However, to effectively analyze these data, specialized and robust data infrastructures are required, to facilitate storage, retrieval, subsetting and interfacing with downstream tools. Here, we describe SpatialExperiment, a new data infrastructure developed within the R/Bioconductor framework, which extends the popular SingleCellExperiment (Amezquita et al., 2020) class for single-cell RNA sequencing (scRNA-seq) data to the spatial context, with observations taking place at the level of spots or molecules instead of cells. Several recent studies have reused or extended existing single-cell infrastructure to store additional spatial information (Lohoff et al., 2021; Maynard et al., 2021). In addition, several comprehensive analysis workflows have been developed using modified single-cell infrastructure adapted for spatial data, including Seurat (Hao et al., 2021), Giotto (Dries et al., 2021) and Squidpy (Palla et al., 2022). However, while each of these workflows enables powerful analyses, it remains difficult for users to combine elements in a modular way, since each workflow relies on a separate infrastructure. There does not yet exist a common, standardized infrastructure for storing and accessing SRT data in R, which would allow users to easily build workflows combining methods and software developed by different groups. A well-designed independent data infrastructure simplifies the work of various users, including developers of downstream analysis methods who can reuse the structure to store inputs and outputs, and analysts who can rely on the structure to connect packages from different developers into analysis pipelines. By working within the Bioconductor framework, we take advantage of long-standing Bioconductor principles of modularity, interoperability, continuous testing and comprehensive documentation (Amezquita et al., 2020; Huber et al., 2015). Furthermore, we can ensure compatibility with existing analysis packages designed for the SingleCellExperiment structure for single-cell data, providing a robust, flexible and user-friendly resource for the research community. In addition to the SpatialExperiment package, we provide the STexampleData and TENxVisiumData packages (example datasets) and ggspavis package (visualization tools) for use in examples, tutorials, demonstrations and teaching.
2 Results
The SpatialExperiment package provides access to the core data infrastructure (referred to as a class), as well as functions to create, modify and access instances of the class (objects).

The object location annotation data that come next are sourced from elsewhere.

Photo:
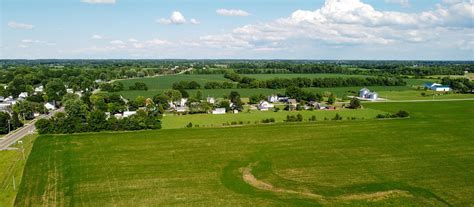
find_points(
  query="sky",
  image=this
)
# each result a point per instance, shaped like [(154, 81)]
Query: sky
[(238, 29)]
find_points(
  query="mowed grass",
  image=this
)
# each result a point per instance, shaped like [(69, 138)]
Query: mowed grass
[(11, 168), (300, 75), (427, 158), (172, 121)]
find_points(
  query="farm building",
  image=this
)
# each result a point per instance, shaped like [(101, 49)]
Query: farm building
[(211, 100), (273, 99), (23, 95), (218, 111), (367, 94), (129, 113), (437, 87), (49, 106), (292, 104), (264, 106)]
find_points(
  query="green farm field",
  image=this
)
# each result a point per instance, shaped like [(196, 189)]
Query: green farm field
[(172, 121), (12, 165), (424, 160)]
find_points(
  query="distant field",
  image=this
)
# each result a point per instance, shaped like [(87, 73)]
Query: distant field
[(166, 82), (297, 75), (425, 160), (12, 165), (171, 121)]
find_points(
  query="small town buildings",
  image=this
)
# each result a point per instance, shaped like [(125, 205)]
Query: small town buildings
[(218, 111), (292, 104), (39, 89), (23, 95), (273, 99), (129, 113), (211, 100), (437, 87), (181, 109), (265, 106), (49, 106)]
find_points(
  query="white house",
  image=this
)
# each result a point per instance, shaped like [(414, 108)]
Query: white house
[(39, 89), (49, 106), (129, 113), (218, 111), (211, 100), (183, 102), (366, 94), (437, 87), (181, 109), (265, 106), (273, 99), (23, 95), (363, 92)]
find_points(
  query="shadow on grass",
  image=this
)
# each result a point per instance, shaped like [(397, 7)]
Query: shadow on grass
[(232, 178)]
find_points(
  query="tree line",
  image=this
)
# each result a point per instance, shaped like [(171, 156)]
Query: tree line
[(279, 83)]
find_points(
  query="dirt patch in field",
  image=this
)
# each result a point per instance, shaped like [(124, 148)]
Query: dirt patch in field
[(249, 178)]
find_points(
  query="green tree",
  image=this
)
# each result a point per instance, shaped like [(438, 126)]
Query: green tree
[(355, 103), (97, 120)]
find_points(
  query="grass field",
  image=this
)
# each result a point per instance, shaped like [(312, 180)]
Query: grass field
[(425, 160), (297, 75), (12, 165), (171, 121)]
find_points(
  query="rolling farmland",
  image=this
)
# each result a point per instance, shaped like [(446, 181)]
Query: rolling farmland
[(423, 160)]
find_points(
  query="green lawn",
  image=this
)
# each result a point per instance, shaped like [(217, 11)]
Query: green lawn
[(298, 75), (425, 160), (12, 165), (166, 82), (171, 121)]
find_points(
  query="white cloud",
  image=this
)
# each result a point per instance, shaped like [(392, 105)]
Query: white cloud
[(349, 22), (97, 37), (98, 1), (194, 21), (176, 18), (26, 42), (232, 12), (403, 3), (157, 42), (117, 42), (18, 25)]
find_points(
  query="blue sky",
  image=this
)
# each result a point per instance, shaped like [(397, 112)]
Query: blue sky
[(254, 29)]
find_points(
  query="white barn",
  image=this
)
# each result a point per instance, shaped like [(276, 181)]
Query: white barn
[(218, 111)]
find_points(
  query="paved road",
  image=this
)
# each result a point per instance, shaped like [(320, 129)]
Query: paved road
[(29, 128)]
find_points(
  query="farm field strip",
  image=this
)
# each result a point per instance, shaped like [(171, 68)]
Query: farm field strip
[(428, 156)]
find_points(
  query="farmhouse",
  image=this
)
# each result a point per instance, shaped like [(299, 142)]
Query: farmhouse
[(39, 89), (129, 113), (264, 106), (49, 106), (273, 99), (366, 94), (211, 100), (23, 95), (292, 104), (218, 111), (437, 87)]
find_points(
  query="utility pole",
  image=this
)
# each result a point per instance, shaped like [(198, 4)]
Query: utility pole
[(14, 184)]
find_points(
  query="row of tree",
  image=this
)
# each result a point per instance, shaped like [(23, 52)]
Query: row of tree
[(91, 116), (279, 83)]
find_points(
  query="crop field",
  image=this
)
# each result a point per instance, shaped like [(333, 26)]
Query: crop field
[(297, 75), (166, 82), (427, 159), (12, 165), (171, 121)]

Objects contain the following components adapted from the existing SingleCellExperiment class: (i) assays, tables of measurement values such as raw and transformed transcript counts (note that within the Bioconductor framework, rows usually correspond to features and columns to observations); (ii) rowData, additional information (metadata) describing the features (e.g. gene IDs and names); (iii) colData, metadata describing the observations (e.g. barcode IDs or cell IDs); and (iv) reducedDims, reduced dimension representations (e.g. principal component analysis) of the measurements. SpatialExperiment objects also contain the following further components to store spatial information: (v) additional metadata stored in colData describing spatial characteristics of the spatial coordinates (spots) or cells (e.g. indicators for whether spots are located within the region overlapping with tissue); (vi) spatialCoords, spatial coordinates associated with each observation (e.g. x and y coordinates on the tissue slide); and, (vii) imgData, image files (e.g. histology images) and information related to the images (e.g. resolution in pixels) (Fig. 1).
Fig. 1.
Overview of the SpatialExperiment class structure, including assays (tables of measurement values), rowData (metadata describing features), reducedDims (reduced dimension representations), colData (non-spatial and spatial metadata describing observations), spatialCoords (spatial coordinates associated with the observations) and imgData (image files and information)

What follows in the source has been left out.